Unfortunately, many of these protesters’ fears are not unfounded. Since the end of the election, there has been a spike in racist, but not necessarily violent, acts. At the University of Pennsylvania, all incoming black freshman were added to a group chat that had a post about a “daily lynching” (Washington Post). In Illinois, a school bathroom had “Whites Only” scrawled across it (Washington Post). International Business Times reported the story of Luis Rivera: “‘A man started yelling “Get ready to be deported!” as I was on my way to work… I was in shock. I told him I’ve lived here all my life, and he replied Trump was going to kick out my illegal parents. My parents are American citizens.’”

Yet, in the midst of all of this post-election chaos, there are some who are acting for the sake of unity. In Columbus, St. Philip Episcopal Church had three services centered around uniting their community after this divisive election season. On Wednesday, Columbus College of Art and Design held an open house that was a safe-space for those who feared for their future after the election results (Columbus Dispatch). In a speech Wednesday, President Obama called for Americans to remember that “We’re not Democrats first. We’re not Republicans first. We are Americans first” (Time).

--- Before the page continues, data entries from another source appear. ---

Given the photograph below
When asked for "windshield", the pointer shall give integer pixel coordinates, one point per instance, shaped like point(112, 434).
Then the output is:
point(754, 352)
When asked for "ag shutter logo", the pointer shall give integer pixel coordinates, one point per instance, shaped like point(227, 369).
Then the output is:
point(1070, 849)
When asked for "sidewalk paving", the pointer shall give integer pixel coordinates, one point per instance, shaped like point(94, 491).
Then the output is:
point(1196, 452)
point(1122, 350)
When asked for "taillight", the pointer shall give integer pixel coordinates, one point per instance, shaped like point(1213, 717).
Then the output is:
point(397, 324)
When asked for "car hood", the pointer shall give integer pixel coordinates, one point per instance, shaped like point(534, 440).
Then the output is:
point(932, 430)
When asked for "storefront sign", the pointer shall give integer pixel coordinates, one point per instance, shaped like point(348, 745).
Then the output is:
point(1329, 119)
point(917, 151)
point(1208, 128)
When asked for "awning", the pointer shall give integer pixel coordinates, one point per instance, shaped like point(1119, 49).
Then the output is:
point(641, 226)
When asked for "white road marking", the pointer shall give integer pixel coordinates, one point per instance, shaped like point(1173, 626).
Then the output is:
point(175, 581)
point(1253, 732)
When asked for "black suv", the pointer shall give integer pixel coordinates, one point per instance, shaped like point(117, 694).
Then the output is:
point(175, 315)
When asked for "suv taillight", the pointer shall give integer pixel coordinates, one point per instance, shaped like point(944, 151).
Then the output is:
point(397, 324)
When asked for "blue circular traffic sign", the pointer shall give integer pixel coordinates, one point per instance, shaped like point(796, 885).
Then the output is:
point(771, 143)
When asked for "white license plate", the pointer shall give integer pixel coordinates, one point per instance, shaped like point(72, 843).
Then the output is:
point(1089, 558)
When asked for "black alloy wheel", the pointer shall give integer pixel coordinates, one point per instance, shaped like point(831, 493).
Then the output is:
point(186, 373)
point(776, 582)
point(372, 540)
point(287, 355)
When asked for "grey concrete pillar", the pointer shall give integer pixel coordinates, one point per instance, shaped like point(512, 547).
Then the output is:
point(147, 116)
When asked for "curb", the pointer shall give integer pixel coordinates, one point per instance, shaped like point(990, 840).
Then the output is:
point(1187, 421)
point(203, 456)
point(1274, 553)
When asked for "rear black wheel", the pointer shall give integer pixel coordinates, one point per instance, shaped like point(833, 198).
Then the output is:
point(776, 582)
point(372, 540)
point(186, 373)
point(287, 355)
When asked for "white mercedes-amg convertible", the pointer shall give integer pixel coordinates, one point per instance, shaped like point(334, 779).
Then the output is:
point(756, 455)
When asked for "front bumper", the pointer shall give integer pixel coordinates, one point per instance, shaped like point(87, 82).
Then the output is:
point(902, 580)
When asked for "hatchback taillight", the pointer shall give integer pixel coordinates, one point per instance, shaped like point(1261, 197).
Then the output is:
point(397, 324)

Comedian Stephen Colbert, who had the difficult job of hosting a live show while the election results slowly came in, closed out his show with repentance and a bit of hope. “How did our politics get so poisonous? I think it’s because we overdosed, especially this year. We drank too much of the poison…. Above all, we, as a nation, should never, ever have another election like this one…. Now, please [audience]. Get out there. Kiss a Democrat. Go hug a Republican…. The election is over. You survived. Good night and may God Bless America” (USA Today).